Optimized Leaf Morphology and Delayed Senescence Boost Rice Yield via Enhanced Leaf and Canopy Photosynthesis

Four modern hybrid and four japonica rice varieties differing in biomass, yield, and daily biomass production rate during the grain-filling period (DBPGF), were used to reveal the eco-physiological photosynthetic characteristics of high-yield and high-efficiency rice. Varietal differences were analyzed in leaf and canopy photosynthetic parameters, associated leaf morphological and anatomical traits (e.g., stomatal density, vein density, mesophyll cell arrangement), as well as differences in canopy light interception and leaf area index, and their effects on yield and biomass accumulation. Hybrid rice with yield higher than 11.0 t/hm2 and DBPGF higher than 200 kg/(hm2·d), and japonica rice with yield higher than 9.0 t/hm2 and DBPGF higher than 200 kg/(hm2·d), were classified as high-yield and high-efficiency varieties; other varieties were considered general types.
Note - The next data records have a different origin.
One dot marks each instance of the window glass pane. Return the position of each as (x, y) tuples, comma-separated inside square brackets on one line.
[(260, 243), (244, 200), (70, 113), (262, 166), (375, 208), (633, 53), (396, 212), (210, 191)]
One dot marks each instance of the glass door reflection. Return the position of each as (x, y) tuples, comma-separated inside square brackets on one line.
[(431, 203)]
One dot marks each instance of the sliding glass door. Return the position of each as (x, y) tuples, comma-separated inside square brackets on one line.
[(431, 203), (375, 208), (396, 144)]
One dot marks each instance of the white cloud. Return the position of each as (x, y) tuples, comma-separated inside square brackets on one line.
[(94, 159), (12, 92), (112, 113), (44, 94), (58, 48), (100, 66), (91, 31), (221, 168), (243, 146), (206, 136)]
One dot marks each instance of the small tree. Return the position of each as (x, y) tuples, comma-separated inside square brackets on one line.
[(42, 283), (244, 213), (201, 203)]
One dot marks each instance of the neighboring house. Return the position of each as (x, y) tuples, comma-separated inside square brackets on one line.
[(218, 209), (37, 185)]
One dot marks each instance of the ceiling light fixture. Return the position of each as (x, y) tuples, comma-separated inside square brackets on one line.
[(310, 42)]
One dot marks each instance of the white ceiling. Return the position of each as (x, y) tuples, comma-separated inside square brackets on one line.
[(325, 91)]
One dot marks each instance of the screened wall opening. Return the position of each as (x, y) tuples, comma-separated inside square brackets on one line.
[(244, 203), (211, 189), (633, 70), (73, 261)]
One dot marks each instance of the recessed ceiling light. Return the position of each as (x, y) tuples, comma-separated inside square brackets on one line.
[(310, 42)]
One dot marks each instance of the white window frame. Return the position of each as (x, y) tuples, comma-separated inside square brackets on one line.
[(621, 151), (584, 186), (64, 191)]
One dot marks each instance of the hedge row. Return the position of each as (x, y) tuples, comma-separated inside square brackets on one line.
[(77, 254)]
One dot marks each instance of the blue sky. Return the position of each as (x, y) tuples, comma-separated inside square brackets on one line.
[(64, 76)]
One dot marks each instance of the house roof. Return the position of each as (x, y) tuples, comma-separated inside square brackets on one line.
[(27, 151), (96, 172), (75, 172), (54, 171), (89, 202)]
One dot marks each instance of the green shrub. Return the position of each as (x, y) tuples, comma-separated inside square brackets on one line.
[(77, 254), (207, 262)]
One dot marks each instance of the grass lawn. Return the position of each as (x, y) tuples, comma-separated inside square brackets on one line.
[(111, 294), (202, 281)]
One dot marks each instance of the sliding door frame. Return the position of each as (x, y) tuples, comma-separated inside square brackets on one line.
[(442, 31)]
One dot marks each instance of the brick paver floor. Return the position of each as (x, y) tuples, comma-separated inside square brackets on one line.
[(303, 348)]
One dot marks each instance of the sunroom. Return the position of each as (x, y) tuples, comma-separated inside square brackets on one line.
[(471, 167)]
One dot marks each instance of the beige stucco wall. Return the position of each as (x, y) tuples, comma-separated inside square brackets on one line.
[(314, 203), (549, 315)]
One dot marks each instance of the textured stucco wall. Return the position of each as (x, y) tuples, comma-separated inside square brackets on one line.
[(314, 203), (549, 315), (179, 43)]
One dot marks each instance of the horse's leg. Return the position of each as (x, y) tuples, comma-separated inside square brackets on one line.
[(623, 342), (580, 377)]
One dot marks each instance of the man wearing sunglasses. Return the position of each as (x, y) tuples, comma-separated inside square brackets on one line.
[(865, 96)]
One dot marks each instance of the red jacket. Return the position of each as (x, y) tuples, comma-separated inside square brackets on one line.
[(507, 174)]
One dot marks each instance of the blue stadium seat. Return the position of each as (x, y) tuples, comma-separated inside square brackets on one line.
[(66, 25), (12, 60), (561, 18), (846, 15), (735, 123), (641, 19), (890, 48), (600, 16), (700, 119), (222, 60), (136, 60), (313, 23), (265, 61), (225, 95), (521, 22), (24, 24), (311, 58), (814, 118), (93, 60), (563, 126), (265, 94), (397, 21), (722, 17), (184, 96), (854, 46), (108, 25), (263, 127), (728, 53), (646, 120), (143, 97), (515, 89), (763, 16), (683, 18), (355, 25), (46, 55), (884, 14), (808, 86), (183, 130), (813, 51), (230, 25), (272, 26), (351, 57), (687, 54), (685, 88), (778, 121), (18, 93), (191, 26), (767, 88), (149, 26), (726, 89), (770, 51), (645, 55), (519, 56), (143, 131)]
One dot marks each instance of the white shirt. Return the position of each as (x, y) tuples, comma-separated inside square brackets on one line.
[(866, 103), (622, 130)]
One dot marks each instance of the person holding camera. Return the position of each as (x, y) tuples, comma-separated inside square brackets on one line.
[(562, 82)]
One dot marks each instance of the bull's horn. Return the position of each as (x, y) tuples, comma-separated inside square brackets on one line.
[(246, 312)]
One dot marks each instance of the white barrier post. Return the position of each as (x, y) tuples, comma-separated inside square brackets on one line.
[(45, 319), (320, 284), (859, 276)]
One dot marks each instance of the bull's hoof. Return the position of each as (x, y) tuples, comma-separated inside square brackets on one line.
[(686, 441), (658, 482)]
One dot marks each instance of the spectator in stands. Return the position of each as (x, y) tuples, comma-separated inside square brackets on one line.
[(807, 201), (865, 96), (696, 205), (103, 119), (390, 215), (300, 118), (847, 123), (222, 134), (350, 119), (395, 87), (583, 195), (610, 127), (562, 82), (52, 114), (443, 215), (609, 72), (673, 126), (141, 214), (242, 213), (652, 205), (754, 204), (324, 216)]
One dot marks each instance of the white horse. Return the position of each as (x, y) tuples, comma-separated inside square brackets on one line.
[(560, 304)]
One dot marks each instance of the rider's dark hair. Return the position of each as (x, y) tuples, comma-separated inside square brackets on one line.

Based on this criterion, two hybrid (Yongyou 2640 and Shanyou 63) and two japonica varieties (Huaidao 5 and Nangeng 5718) were categorized as high-yield and high-efficiency types, while the remaining two hybrid (Liangyoupeijiu and C Liangyou 513) and two japonica varieties (Suxiu 867 and Yangnongdao 1) were classified as general types. Results indicated that high-yield and high-efficiency varieties generally have higher leaf and canopy photosynthesis, superior leaf stomatal, vascular, and mesophyll structures that facilitate CO2 diffusion and hydraulic transport, higher canopy light transmittance, and slower leaf area attenuation. Rice yield and biomass were positively correlated with photosynthetic parameters and closely linked to associated photosynthetic traits. Efficient rice production was attributed to coordinated improvements in leaf structure, canopy architecture, and delayed leaf area attenuation. This study provides important theoretical guidance for breeding high-efficiency rice varieties.